En janvier 2020, personne ne savait encore que le mot « confinement » allait devenir, en quelques semaines, l'expérience commune de tout un pays. 2020 restera l'année où tous les repères habituels (croissance, taux de chômage, façon même d'habiter son logement) ont volé en éclats, et où les bailleurs se sont retrouvés à naviguer à vue dans un cadre juridique bricolé au fil des annonces gouvernementales.
Vérifié le 23 août 2026.
Deux confinements, une récession sans précédent
La France entre en confinement une première fois à la mi-mars 2020, pour une durée de deux mois, puis une seconde fois fin octobre, jusqu'à la mi-décembre. Entre les deux, des mesures de restriction plus ciblées (couvre-feux, jauges) continuent de peser sur l'activité économique. Édouard Philippe, Premier ministre depuis 2017, cède sa place à Jean Castex en juillet, au moment où le pays tente une première sortie de crise.
Le bilan économique de l'année est sans équivalent dans l'histoire récente : selon l'Insee, le PIB recule de 7,9 % en volume sur l'année, le plus fort repli enregistré depuis la mise en place des comptes nationaux en 1949. Le deuxième trimestre, marqué par le premier confinement, voit à lui seul l'activité chuter de 13,8 %. Ce qui frappe pourtant, c'est que le taux de chômage ne s'envole pas dans les mêmes proportions : il termine l'année autour de 8 %, un niveau proche de celui de fin 2019, grâce au recours massif et sans précédent au dispositif de chômage partiel, qui a permis d'éviter une vague de licenciements à la mesure du choc d'activité.

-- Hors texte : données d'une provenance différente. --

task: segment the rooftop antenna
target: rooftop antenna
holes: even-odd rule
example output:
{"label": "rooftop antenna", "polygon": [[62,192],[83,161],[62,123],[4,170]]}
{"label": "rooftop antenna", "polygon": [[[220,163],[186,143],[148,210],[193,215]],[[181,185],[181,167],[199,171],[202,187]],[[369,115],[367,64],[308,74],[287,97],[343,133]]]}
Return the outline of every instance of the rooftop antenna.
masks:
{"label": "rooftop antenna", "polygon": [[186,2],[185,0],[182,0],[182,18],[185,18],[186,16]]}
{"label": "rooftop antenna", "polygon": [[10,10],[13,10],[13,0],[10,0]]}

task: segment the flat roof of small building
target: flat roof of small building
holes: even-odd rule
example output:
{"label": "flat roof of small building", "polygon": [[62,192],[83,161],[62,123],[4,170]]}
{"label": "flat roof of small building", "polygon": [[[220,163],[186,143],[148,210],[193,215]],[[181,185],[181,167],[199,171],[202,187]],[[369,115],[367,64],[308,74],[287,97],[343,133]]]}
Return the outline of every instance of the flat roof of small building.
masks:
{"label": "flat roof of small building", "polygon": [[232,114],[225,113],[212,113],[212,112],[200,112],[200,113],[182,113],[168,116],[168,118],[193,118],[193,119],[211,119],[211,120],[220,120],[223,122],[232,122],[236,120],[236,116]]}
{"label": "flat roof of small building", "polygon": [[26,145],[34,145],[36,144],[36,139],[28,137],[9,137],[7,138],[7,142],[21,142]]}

Le crédit immobilier, un îlot de stabilité dans la tempête
Fait notable : au milieu de ce chaos économique, le marché du crédit immobilier continue sa trajectoire de baisse presque comme si de rien n'était. Selon l'Observatoire Crédit Logement/CSA, le taux moyen toutes durées confondues se maintient autour de 1,2 à 1,3 % sur l'année, dans la continuité directe des niveaux déjà très bas atteints fin 2019. La Banque centrale européenne, confrontée à une crise d'une ampleur inédite, maintient une politique monétaire extrêmement accommodante, ce qui permet aux banques françaises de continuer à proposer des conditions de financement attractives malgré l'incertitude économique générale.
Loyers dus, mais expulsions suspendues
C'est la question qui préoccupe le plus les bailleurs pendant cette année : que devient l'obligation de payer le loyer quand une partie des locataires voit ses revenus chuter brutalement ? Le gouvernement tranche assez tôt : pas de moratoire général sur les loyers d'habitation, qui restent dus normalement. L'effort public se concentre plutôt sur le soutien aux revenus des locataires (chômage partiel, aides exceptionnelles ciblées) que sur une suspension des obligations locatives, une position explicitement assumée pour éviter de fragiliser à leur tour des propriétaires bailleurs qui dépendent souvent de ces loyers pour rembourser leur propre crédit.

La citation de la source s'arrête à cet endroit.